昔は平凡な企業戦士、今は辣腕頑固老人の日常!

日頃の思いや鬱憤を吐露!無礼千万なコメントは削除。

トヨタの町、名古屋の灯が消えそう

先週、久しぶりに名古屋に出かけた。
前回訪ねたのはおよそ半年ほど前で、トヨタの業績にやや陰りが見え始めてはいたものの、まだまだ町中に元気があった。

しかし、今回はまるで雰囲気が違う。
ちょうどトヨタが経費削減の為に接待禁止令を出した後だった為か、夜の飲み屋の客足が極端に減っているようだ。
接待費を減らす事でいかほどの効果があるのか分からないが、あのトヨタを持ってしても、とにかく何でもいいから合理化を検討しなければならないほど収益が悪化している。

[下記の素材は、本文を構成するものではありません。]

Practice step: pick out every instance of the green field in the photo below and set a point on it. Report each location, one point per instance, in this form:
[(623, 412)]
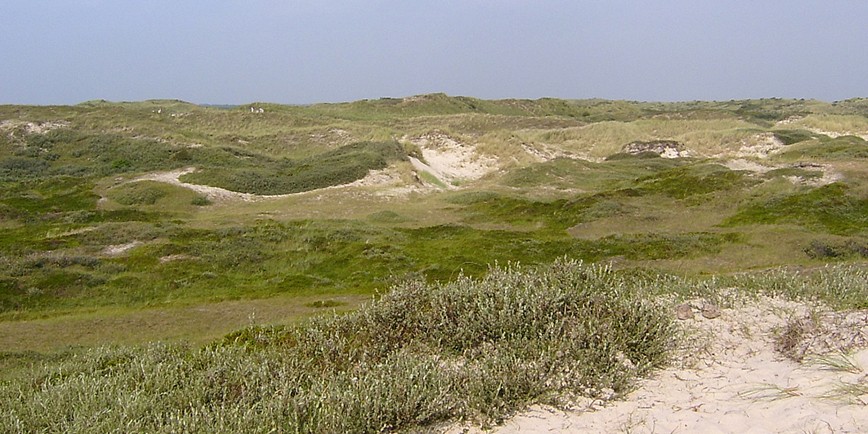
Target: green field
[(237, 246)]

つい先日までのトヨタは世界一の自動車メーカになる直前で、その経営方針は賞賛の嵐の中にあった。
日本中の企業が、トヨタ生産方式を真似ていた。
まさしく日本のエクセレントカンパニーの代表がトヨタだった。
そのトヨタですら、車の販売不振に喘いでいる。
ガソリンが元の価格に下がっても、車の購買意欲は衰えたままだ。

悪い事に、トヨタカンバン方式も足を引っ張っている。
寸分の狂いもなく部品を納入するため、納入業者はどうしても在庫を多く持っていた。
ところが一気に、しかも急激な生産調整になったので、手持ちの在庫をさばき切れていない。
一昨年のトヨタの利益は1兆6千億円、昨年はさらに上向き2億4千億円、今年は6千億円と中間発表されたが、その内の5千8百億円は上期の実績、下期はわずかに180億円の見込みらしいが、それすら達成できないと下方修正される。
今回の不況がいかに厳しいものかを表している。
この十年間、日本だけではなく世界中から羨ましがられたトヨタの快進撃を知る者としては、あまりの様変わりにただただ驚くばかりだ。

株価の低迷も痛い。
企業や銀行の持ち株評価損が大きくなり、積極的な設備投資も出来ない。
また、今回の不況の発信源アメリカではビッグ3への支援策がまとまらない。
その為、日本の株価がさらに下がり、円高が進行していくとの悪循環に陥っている。
あらゆる企業の想像の域を超えて、不況が現実のものになってしまった。

このままではトヨタと共に隆盛を極めてきた名古屋市内の多数の飲食店が行き詰るのでは、との不安が囁かれていた。
こんなドン底の日本経済回復の起爆剤は一体何なのだろう・
その答えが見つからないまま、不況だけがドンドン深刻になっている。